Por Mayara de Carvalho / Redação

16 de fevereiro de 2021

Na sessão realizada ontem, a volta às aulas presenciais nas escolas da rede pública, bem como a vacinação dos professores, foram discutidos na tribuna. / Foto: Divulgação

PASSOS – Na terceira sessão ordinária da Câmara de Passos, realizada ontem, a volta às aulas presenciais nas escolas da rede pública, bem como a vacinação dos professores, foram discutidos na tribuna. Os parlamentares também trataram de tratamento de esgoto no município e sobre a recuperação do Ribeirão Bocaina, responsável pelo abastecimento de 60% de água na cidade.

O primeiro a usar a tribuna foi o vereador Maurício Antônio da Silva. Segundo o parlamentar, os prejuízos que os alunos têm sofrido por meio do ensino remoto são enormes.

A rede de ensino particular já tem um plano para voltar às aulas presenciais para este mês. O ensino público não tem essa condição”, contou.

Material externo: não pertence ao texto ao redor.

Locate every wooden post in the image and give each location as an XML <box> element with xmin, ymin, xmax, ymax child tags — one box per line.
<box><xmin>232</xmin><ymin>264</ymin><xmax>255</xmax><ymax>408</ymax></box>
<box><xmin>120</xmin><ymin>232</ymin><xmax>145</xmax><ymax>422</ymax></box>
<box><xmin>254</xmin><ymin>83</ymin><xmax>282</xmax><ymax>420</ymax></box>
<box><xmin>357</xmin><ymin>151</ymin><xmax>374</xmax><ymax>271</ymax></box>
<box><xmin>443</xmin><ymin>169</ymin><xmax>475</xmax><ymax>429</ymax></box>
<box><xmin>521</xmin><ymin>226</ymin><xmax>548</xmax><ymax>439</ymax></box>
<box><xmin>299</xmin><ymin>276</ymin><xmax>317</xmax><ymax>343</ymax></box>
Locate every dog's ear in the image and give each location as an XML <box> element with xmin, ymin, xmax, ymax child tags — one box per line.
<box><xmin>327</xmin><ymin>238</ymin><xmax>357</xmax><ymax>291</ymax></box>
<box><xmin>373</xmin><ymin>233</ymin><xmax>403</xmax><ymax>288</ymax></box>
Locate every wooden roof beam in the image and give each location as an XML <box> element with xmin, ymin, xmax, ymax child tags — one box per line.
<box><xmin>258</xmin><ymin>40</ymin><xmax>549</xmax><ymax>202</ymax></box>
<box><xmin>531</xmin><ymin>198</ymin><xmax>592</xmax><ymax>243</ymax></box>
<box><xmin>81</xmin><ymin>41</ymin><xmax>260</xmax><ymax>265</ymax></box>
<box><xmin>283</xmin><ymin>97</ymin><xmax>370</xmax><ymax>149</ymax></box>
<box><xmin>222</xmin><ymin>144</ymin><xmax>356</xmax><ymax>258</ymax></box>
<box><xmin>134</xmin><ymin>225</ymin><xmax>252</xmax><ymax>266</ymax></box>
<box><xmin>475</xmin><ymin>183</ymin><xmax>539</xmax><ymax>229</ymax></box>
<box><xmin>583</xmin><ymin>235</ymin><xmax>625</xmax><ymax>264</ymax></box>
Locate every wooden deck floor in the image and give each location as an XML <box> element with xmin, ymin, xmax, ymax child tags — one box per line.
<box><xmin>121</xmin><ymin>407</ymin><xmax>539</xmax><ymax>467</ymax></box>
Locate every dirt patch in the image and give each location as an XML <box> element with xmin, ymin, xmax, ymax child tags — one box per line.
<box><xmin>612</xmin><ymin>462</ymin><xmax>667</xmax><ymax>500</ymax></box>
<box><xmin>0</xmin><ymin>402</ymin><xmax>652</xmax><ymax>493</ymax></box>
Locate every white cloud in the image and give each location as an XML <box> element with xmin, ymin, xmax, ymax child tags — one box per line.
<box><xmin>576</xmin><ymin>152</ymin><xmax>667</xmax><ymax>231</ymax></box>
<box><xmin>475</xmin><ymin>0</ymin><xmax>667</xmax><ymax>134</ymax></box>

De acordo com Silva, escolas ficaram fechadas na última gestão e mesmo com R$2 milhões em caixa, nenhuma adaptação foi realizada no sentido de receber os alunos em um momento de pandemia.

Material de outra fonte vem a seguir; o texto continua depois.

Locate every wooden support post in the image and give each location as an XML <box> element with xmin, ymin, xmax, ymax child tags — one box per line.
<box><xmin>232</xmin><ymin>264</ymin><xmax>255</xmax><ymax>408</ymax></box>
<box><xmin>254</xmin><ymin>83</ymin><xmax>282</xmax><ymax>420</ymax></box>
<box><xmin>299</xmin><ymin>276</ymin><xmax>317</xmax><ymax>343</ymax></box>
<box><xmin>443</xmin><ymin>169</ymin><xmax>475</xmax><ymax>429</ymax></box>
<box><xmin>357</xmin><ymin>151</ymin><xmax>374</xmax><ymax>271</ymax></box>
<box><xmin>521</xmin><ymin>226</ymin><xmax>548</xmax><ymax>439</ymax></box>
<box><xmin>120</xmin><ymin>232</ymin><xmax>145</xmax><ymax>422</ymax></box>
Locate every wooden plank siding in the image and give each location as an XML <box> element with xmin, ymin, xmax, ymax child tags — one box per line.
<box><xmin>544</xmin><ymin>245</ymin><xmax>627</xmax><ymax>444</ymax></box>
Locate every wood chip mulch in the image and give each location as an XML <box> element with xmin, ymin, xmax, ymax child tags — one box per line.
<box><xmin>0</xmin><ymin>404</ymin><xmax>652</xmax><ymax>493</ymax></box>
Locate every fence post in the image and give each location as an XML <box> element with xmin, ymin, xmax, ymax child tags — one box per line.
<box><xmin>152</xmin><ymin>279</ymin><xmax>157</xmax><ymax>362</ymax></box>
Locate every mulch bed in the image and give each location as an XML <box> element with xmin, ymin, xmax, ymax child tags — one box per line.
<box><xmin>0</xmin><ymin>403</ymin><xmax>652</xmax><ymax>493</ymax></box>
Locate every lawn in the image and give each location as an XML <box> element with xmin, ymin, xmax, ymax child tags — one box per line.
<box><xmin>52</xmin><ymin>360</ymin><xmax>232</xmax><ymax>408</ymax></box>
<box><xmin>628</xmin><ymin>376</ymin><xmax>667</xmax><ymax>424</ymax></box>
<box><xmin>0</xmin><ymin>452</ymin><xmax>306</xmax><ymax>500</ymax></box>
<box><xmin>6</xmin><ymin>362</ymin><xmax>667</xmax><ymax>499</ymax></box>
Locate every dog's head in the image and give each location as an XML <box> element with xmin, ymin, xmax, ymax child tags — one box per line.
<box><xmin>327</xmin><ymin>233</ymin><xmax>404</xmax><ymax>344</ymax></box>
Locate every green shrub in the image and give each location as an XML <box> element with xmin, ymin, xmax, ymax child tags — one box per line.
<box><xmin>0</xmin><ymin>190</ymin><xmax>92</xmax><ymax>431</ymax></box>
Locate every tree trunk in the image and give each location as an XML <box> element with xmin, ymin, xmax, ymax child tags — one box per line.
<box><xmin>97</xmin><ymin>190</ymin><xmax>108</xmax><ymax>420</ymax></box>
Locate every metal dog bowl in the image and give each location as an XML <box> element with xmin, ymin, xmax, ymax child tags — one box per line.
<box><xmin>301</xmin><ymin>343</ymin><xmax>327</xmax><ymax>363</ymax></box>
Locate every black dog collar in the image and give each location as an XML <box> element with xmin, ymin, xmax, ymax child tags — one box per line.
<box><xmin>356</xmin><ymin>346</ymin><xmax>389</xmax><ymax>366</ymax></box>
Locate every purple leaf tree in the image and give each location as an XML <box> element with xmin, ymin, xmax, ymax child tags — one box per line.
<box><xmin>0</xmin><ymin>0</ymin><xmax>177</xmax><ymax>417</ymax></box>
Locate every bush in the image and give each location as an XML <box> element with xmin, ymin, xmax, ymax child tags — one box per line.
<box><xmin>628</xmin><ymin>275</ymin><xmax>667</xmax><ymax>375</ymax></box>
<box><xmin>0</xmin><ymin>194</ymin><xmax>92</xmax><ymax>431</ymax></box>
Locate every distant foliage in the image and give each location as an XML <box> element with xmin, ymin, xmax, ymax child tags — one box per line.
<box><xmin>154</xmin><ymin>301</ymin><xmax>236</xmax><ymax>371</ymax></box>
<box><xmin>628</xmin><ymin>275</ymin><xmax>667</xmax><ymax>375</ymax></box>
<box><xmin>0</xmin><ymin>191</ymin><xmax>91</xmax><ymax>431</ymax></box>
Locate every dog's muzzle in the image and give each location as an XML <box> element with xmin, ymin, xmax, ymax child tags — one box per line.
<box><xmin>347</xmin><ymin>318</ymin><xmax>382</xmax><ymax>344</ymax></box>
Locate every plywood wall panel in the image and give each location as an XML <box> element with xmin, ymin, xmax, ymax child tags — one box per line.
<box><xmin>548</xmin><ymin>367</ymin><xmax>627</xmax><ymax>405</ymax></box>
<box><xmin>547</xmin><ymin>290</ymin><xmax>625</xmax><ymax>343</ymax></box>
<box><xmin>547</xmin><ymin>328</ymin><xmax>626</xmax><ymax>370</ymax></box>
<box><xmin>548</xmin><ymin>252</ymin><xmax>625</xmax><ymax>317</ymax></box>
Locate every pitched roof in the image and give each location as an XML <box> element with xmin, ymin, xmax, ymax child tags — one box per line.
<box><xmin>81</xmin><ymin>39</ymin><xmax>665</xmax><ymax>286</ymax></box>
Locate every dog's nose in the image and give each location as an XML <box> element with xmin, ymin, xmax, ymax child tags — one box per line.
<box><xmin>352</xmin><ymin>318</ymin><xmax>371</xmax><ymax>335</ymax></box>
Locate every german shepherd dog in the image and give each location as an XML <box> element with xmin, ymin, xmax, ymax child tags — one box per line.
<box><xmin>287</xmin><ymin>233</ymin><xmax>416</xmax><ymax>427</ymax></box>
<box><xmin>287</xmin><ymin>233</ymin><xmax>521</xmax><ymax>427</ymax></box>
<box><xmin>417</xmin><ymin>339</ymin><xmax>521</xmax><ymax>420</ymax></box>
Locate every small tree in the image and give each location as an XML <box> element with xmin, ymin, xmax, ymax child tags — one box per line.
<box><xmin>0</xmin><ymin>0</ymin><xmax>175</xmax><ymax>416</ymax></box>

O vereador também discutiu a questão do tratamento de água e esgoto da cidade. “Temos 75% do nosso esgoto tratado. Os outros 25% não têm tratamento. Temos exemplo ali no bairro São Benedito e Bela Vista onde o esgoto é jogado no nosso Córrego São Domingos”, disse.

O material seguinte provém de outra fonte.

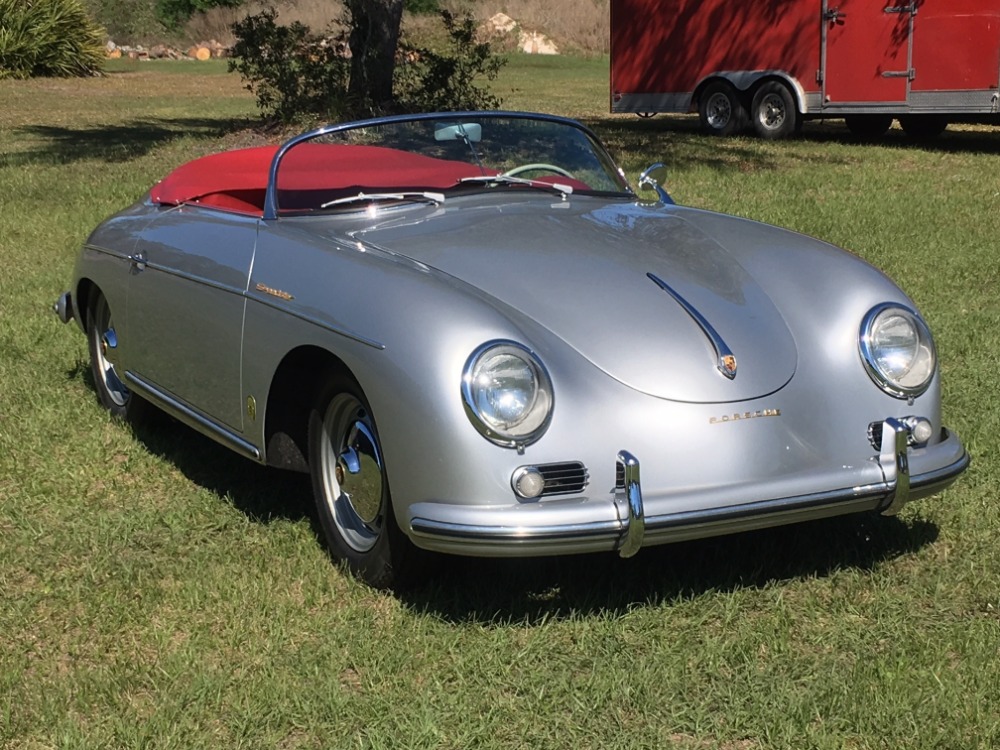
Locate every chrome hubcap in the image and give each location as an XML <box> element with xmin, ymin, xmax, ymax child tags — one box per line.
<box><xmin>94</xmin><ymin>299</ymin><xmax>130</xmax><ymax>406</ymax></box>
<box><xmin>320</xmin><ymin>394</ymin><xmax>385</xmax><ymax>552</ymax></box>
<box><xmin>759</xmin><ymin>94</ymin><xmax>785</xmax><ymax>130</ymax></box>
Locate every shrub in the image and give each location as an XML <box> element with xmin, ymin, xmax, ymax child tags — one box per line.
<box><xmin>0</xmin><ymin>0</ymin><xmax>104</xmax><ymax>78</ymax></box>
<box><xmin>229</xmin><ymin>8</ymin><xmax>350</xmax><ymax>123</ymax></box>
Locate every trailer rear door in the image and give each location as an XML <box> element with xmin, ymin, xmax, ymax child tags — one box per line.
<box><xmin>821</xmin><ymin>0</ymin><xmax>915</xmax><ymax>109</ymax></box>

Estive com o diretor do Serviço de Autônomo de Água e Esgoto (Saae) e ele me informou que o custo para isso seria por volta de R$15 milhões. Outra preocupação é em relação ao tratamento de água. Temos dois locais que fazem nosso abastecimento, que são o Ribeirão Bocaina, o qual atende 60% do fornecimento da cidade, e o do Porto do Glória, que atende 40%”, disse.

Segundo ele, o problema poderia ser minimizado se fossem interligados.

Então temos falta de água no Bocaina e essa falta de água vai cada vez aumentar mais, isso porque a vazão de água do ribeirão está diminuindo. Então, quando falta água, falta para 60% da população. Nós temos que interligar esse sistema, isso é necessário. O custo disso aproximado é de R$8 milhões de reais”, disse.

O vereador Edmilson Amparado também usou a tribuna para falar sobre a necessidade de um ambulatório específico para diabéticos em Passos. Segundo ele, 25% da população da cidade, aproximadamente, poderia ser beneficiada.

Temos 12 mil diabéticos e 14 mil pré diabéticos. Falamos com o Executivo e, daqui seis meses, voltaremos nesse assunto para implantação do ambulatório”, disse.

Sobre a volta das aulas presenciais, Amparado afirma que é preciso uma discussão sobre o tema.

Os professores não foram vacinados. Os motoristas de van que vão fazer o transporte das crianças também não foram vacinados. Aí vamos fazer toda uma corrente que transita dentro da escola, serviçais, merendeiras e por aí afora”, falou.

Amparado também discutiu sobre a captação de água e em Passos. O parlamentar também falou sobre os problemas da falta de tratamento de esgoto na cidade e citou o bairro Aclimação.

Ali, vira e mexe estoura esgoto que desce diretamente para captação de água, que fica 200 metros abaixo de onde o problema ocorre. É preciso cobrar o Saae, que não nos cobra barato pelo serviço prestado, não. Nossa conta de água e esgoto não é tão barata quanto se fala. É preciso investir no manancial que sustenta o Saae, que é o Ribeirão Bocaina. Não adianta nada fazer obras faraônicas e depois não ter água para encher essas obras”, finalizou.

O vereador Luiz Carlos do Souto Júnior também usou a tribuna e relatou a preocupação por parte dos professores na questão da volta às aulas presenciais.

Estava conversando com uma professora de Cemei, que atende de 0 a 3 anos, onde as professoras me diziam que não poderiam voltar porque essas crianças requerem colo, então há um contato maior entre a profissional e a cuidadora que estão diretamente voltadas ao atendimento a essas crianças”, disse.